Opinión | DE FRENTE

Sabihondos y entrometidos

En España se sabe de todo y esa sapiencia parece dar derecho a trazar el camino ajeno con tiralíneas

Tenemos suerte en España de ser un país tan completo, aunque muchas veces se luzca tan poco. Cuando nacemos, además de los genes heredados de nuestros progenitores, dicen que casi todos traemos dentro un entrenador de fútbol o de baloncesto, aunque yo añadiría también un estratega, un arreglamundos, un político perfecto y, ahora por circunstancias, hasta un virólogo. Sabemos de todo y debe ser por esa sapiencia casi renacentista de la que estamos dotados, que nos creemos con derecho a trazar el camino de los demás con compás y tiralíneas. Está claro que no es igual que esas trazas se esbocen acompañadas de un pincho y una caña, conversaciones de barra de bar le llamamos a eso, que desde los despachos, rodeados de asesores y sabios. Eso es otra cosa, es otro nivel, a veces le llaman política. Y como en los líquidos, hay niveles bajos, medios y altos.

¿Imaginan a un ciudadano de a pie dirigiendo a un tribunal sobre cuál debe ser el artículo y la pena que tiene que aplicar a un reo, o aconsejándole si debe meterlo en prisión o dejarlo en libertad? Mucho menos recomendarle que tiene que tomar decisiones ajustadas a la ley, que debe ser imparcial y justo… Sería considerado un ataque a la independencia judicial. Por eso se repite tanto esa frase ya cómica de «acato la sentencia aunque no estoy de acuerdo». No la acates y verás.

Imaginen a ese mismo ciudadano en la consulta de un especialista indicándole al médico cómo diagnosticarle la enfermedad, qué terapia aplicarle y recordándole que se debe al juramento hipocrático, que si le va a operar tiene que administrarle una sustancia anestésica… etc. etc. Sería para invitarle a salir de la consulta amablemente, cuando no para llamar al personal de seguridad.
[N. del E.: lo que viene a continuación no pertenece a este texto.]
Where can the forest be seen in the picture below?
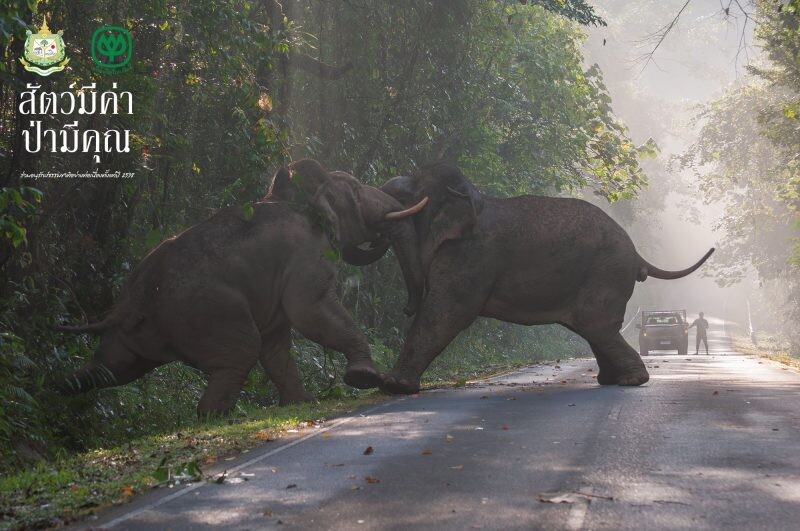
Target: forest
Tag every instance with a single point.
(227, 91)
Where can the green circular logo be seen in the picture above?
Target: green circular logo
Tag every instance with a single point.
(112, 49)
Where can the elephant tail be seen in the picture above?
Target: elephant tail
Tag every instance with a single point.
(91, 328)
(647, 269)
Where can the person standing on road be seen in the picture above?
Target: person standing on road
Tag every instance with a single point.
(702, 326)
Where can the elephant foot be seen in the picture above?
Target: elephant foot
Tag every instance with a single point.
(363, 375)
(398, 385)
(637, 377)
(606, 377)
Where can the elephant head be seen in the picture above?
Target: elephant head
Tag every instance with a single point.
(358, 214)
(452, 211)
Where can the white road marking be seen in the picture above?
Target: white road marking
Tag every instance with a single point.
(194, 486)
(578, 510)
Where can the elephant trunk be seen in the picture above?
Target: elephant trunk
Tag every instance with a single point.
(396, 231)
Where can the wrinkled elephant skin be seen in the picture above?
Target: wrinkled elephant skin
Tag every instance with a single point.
(527, 260)
(224, 294)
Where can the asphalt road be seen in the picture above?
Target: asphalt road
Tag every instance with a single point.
(711, 442)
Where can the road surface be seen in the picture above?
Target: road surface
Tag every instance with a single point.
(711, 442)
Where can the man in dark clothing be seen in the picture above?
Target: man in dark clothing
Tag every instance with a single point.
(702, 326)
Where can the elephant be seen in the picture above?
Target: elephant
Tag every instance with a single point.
(225, 293)
(528, 260)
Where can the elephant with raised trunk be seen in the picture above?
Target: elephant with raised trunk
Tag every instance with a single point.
(528, 260)
(224, 294)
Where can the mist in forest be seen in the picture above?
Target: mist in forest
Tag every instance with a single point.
(674, 221)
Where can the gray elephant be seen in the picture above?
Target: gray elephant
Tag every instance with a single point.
(224, 294)
(527, 260)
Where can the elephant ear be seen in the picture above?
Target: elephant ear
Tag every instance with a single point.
(457, 218)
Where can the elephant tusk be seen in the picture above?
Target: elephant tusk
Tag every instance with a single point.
(400, 214)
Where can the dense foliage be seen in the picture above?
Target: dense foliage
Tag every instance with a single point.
(747, 159)
(227, 90)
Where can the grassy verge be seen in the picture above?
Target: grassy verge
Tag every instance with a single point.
(769, 347)
(59, 491)
(55, 493)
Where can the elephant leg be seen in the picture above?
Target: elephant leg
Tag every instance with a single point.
(222, 390)
(113, 364)
(325, 321)
(619, 363)
(607, 375)
(447, 310)
(279, 366)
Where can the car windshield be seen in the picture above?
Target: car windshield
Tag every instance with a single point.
(666, 319)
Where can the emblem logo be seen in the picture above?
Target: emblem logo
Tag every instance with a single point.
(112, 48)
(44, 51)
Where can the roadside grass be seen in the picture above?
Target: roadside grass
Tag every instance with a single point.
(770, 347)
(74, 486)
(56, 493)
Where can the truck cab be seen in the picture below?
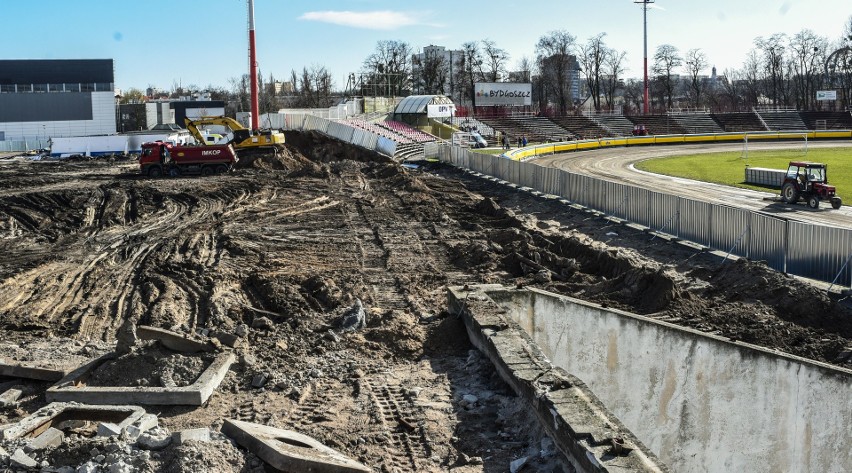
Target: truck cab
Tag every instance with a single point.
(161, 158)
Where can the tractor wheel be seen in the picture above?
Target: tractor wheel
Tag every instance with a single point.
(789, 193)
(813, 202)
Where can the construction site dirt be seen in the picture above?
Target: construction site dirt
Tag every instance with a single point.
(277, 251)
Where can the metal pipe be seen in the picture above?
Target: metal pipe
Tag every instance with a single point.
(255, 106)
(645, 86)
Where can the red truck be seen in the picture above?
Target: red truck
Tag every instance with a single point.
(160, 158)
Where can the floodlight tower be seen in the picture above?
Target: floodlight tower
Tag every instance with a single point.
(645, 21)
(255, 106)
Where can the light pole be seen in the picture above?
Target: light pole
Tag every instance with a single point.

Y qué pasaría si ese mismo ciudadano entrometido y sabihondo se permitiera el lujo de decirle a un político con mando en plaza qué constructoras deben realizar la obra pública proyectada, qué empresa debe encargarse de los suministros o quién debe ser nombrado su mano derecha o izquierda. Ahí estaríamos hablando de palabras mayores.

Pues no crean, algo que parece tan absurdo se reproduce con total impunidad en profesiones como la de periodista. Eso sí, disfrazado de cool y moderno. Es cierto que los oficios evolucionan con la sociedad y es necesario adaptarse. Mal iríamos o mal vamos con los que no lo hacen. Pero de ahí a sugerir cómo se debe escribir una noticia, qué contar y qué no y con qué palabras va un abismo. Sobre todo porque, como dice un sufrido compañero, la realidad es la que es, dura la mayoría de las veces. Y nuestra función es contar lo que pasa, buscar la información, contrastarla y elaborarla. Guste más o guste menos.

Sé que no es políticamente correcto verbalizarlo, pero es hora ya de dignificar nuestro trabajo, tan esencial para la democracia, si se ejerce con honradez, como el de la buena, o incluso de la mala, política. Cuidado con los decálogos y las intromisiones, que se empieza por el suave adoctrinamiento y se acaba siendo espiado en las redes por los comisarios políticos. La libertad está en juego.